Compression to measure semantic content (3, Interesting)

KingRamsis (595828) | about 11 years ago | (#5631279)

It was an interesting coffee break discussion with one of my professors, we were arguing if there is neat way to estimate the semantic content of a neural network after training it, I recall suggesting to compress the value of the weights of all layers and the less compressible the more this neural network is trained.

April Fools.... (0)

Anonymous Coward | about 11 years ago | (#5631289)

...is not until tomorrow.

mmm... (0)

Anonymous Coward | about 11 years ago | (#5631324)

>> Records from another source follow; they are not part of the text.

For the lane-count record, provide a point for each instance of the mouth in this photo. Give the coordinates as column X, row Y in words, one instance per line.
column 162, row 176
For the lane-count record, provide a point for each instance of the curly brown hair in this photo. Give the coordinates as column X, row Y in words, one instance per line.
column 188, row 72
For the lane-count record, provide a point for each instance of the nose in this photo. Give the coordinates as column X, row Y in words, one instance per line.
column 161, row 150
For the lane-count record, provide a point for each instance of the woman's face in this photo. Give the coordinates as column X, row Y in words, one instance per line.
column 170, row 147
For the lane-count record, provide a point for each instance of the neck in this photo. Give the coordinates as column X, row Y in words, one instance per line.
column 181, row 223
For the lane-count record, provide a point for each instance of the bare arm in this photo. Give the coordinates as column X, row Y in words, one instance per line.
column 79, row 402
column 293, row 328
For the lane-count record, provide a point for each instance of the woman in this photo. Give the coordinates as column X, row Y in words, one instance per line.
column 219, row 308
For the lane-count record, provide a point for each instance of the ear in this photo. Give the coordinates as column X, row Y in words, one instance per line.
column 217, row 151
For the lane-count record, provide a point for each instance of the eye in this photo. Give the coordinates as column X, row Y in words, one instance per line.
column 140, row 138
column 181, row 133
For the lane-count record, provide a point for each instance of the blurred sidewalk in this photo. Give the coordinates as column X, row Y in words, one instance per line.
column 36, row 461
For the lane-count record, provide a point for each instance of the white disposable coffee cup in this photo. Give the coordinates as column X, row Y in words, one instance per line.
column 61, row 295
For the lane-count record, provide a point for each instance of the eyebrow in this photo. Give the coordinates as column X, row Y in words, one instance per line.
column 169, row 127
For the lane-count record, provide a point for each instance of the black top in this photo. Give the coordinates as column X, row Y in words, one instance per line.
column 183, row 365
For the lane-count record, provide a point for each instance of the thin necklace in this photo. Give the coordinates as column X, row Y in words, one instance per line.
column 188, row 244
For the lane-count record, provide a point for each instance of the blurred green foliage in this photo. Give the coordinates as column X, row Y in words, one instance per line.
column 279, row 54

now imagine a bewoulf cluster of these....

All else being equal.... literally. (1)

Captain_Stupendous (473242) | about 11 years ago | (#5631326)

In order for this to work, the tester would need to eliminate a whole spectrum of other variables that would affect the outcome of the test. Image format (JPEG compresses less than BMP), image size, JPEG "resolution" (pixels per inch), color depth, etc. Of course, I assume they have some way of standardizing their input images, but it's unlikely to become an automated process....

Pattern Recognition (2, Interesting)

cyber_rigger (527103) | about 11 years ago | (#5631330)

I envision a whole array of compression algorithms.

Each algorithm could be fine tuned for a paticular type of pattern.

Is that an elephant or a giraffe?
Does it compress better with the elephant algorithm or the giraffe algorithm?